The levels of apoptosis were evaluated using the nuclear binding dye 4′,6-diamidino-2-phenylindole dihydrochloride (DAPI) to measure apoptotic cells by fluorescence microscopy (Zeiss, Germany). The cells were treated with DAPI for 30 min and evaluated by fluorescence microscopy. Apoptotic cells were defined as those containing nuclear fragmentation and condensed chromatin. The percentage of apoptotic cells was calculated as the ratio of apoptotic cells to total counted cells ×100. For each treatment, a minimum of 400 cells was counted.

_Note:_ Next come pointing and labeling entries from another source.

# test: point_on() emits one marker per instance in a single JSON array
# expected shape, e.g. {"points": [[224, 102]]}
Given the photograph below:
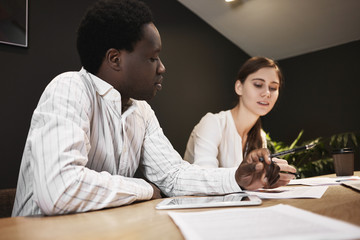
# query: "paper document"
{"points": [[353, 184], [290, 192], [276, 222], [322, 180]]}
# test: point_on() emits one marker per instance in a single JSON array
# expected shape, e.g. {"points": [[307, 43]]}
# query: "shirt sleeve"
{"points": [[59, 146], [163, 166]]}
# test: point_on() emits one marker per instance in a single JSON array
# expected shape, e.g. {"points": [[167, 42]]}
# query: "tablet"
{"points": [[229, 200]]}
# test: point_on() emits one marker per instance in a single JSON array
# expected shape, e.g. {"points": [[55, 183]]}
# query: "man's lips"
{"points": [[158, 84]]}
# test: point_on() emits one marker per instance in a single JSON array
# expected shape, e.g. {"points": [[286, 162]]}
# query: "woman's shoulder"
{"points": [[219, 118]]}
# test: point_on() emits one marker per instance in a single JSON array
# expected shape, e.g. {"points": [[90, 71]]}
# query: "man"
{"points": [[91, 130]]}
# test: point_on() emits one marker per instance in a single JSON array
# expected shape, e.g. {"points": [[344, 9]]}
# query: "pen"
{"points": [[294, 150]]}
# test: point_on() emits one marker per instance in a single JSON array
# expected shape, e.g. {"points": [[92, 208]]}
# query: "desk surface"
{"points": [[143, 221]]}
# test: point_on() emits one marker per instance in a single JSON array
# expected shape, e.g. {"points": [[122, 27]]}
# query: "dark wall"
{"points": [[320, 94], [201, 66]]}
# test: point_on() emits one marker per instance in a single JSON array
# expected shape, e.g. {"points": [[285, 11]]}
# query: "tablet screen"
{"points": [[238, 199]]}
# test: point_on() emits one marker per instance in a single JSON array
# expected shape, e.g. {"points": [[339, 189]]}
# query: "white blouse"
{"points": [[215, 142]]}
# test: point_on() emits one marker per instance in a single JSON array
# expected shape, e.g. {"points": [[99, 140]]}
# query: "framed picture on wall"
{"points": [[14, 22]]}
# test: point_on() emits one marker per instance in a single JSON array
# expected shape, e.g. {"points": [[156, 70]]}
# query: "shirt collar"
{"points": [[101, 86], [108, 92]]}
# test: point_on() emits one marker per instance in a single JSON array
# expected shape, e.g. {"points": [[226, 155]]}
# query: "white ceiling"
{"points": [[281, 28]]}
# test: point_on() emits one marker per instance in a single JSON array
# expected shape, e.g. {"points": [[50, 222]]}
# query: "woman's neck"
{"points": [[244, 120]]}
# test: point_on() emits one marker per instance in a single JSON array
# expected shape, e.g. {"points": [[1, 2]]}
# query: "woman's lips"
{"points": [[262, 103], [158, 86]]}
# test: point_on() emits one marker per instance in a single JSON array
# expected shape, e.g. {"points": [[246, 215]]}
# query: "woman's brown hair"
{"points": [[254, 140]]}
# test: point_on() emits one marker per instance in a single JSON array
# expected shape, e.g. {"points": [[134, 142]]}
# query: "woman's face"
{"points": [[260, 91]]}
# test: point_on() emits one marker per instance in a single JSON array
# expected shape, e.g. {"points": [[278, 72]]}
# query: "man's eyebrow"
{"points": [[261, 79]]}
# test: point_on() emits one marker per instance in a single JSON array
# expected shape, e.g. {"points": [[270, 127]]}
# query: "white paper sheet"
{"points": [[323, 180], [290, 192], [276, 222]]}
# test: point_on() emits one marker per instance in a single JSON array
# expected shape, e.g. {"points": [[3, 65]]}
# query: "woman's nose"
{"points": [[266, 93]]}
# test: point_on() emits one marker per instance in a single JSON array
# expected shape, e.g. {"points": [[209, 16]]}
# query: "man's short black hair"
{"points": [[110, 24]]}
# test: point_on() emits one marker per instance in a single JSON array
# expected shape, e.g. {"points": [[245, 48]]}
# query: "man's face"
{"points": [[142, 68]]}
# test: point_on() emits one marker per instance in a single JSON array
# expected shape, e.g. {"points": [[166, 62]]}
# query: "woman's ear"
{"points": [[238, 87], [113, 58]]}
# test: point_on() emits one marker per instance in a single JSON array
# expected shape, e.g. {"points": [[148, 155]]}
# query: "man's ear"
{"points": [[238, 87], [113, 58]]}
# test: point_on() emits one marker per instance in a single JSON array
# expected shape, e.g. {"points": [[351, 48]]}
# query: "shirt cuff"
{"points": [[231, 185]]}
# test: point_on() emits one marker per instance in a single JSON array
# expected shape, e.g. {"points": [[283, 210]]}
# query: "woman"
{"points": [[223, 139]]}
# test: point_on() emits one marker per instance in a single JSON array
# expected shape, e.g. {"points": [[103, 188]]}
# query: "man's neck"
{"points": [[125, 104]]}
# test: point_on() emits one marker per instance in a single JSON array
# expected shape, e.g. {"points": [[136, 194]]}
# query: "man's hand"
{"points": [[157, 192], [257, 171]]}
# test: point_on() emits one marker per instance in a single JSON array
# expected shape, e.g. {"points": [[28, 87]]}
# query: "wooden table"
{"points": [[143, 221]]}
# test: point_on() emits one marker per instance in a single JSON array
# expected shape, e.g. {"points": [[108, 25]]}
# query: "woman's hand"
{"points": [[284, 177], [257, 171]]}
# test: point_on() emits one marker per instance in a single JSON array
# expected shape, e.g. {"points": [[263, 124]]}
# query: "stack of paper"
{"points": [[276, 222]]}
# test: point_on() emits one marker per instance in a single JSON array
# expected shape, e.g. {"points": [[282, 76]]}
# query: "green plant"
{"points": [[318, 160]]}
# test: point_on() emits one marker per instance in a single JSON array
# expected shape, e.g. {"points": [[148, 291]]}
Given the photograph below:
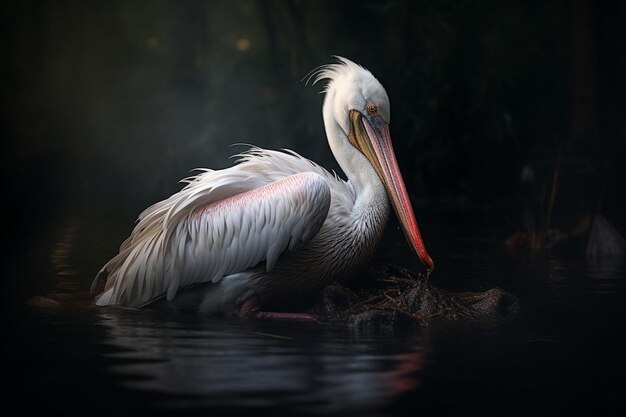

Cells were lysed for 20 min on ice in lysis buffer (50 mmol/L Tris-HCl, pH 7.4, 1% Nonidet P-40, 0.25% sodium deoxycholate, 150 mmol/L NaCl, 1 mmol/L EDTA, 1 mmol/L phenylmethylsulfonyl fluoride, 1 mmol/L Na3VO4, 1 mmol/L NaF, and 1 μg/mL each of aprotinin, leupeptin, and pepstatin), and they were centrifuged at 14 000×g for 10 min at 4 °C. Samples were resolved by sodium dodecyl sulfate polyacrylamide gel electrophoresis, transferred to nitrocellulose membranes, blotted with appropriate primary antibodies, and incubated with peroxidase-conjugated secondary antibodies (Biosource International, Camarillo, CA, USA). Bound antibodies were visualized using a chemiluminescent substrate (ECL; Amersham, Arlington Heights, IL, USA) and exposed to Kodak X-OMAT film. The primary antibodies used included mouse anti-CA-IX and mouse anti-phospho-eukaryotic initiation factor 2α (eIF2α), which were obtained from Santa Cruz Biotechnology, Inc (Santa Cruz, CA, USA), and rabbit anti-caspase 7, rabbit anti-caspase 8, rabbit anti-caspase 9, mouse anti-phospho-JNK, rabbit anti-phospho-p42/44, and rabbit anti-phospho-Akt, which were obtained from Cell Signaling Technology Inc (Danvers, MA, USA). Rabbit anti-E-cadherin was obtained from BD Transduction Laboratories (San Jose, CA, USA). An image analyzer (LAS-1000; Fuji Photo Film, Tokyo, Japan) was used to detect images, and densitometric analyses were performed using Image Gauge software (Fuji Photo Film). Arbitrary units were calculated by densitometric scanning of the intensity of CA-IX relative to actin intensity, setting the 0 h data point to 1.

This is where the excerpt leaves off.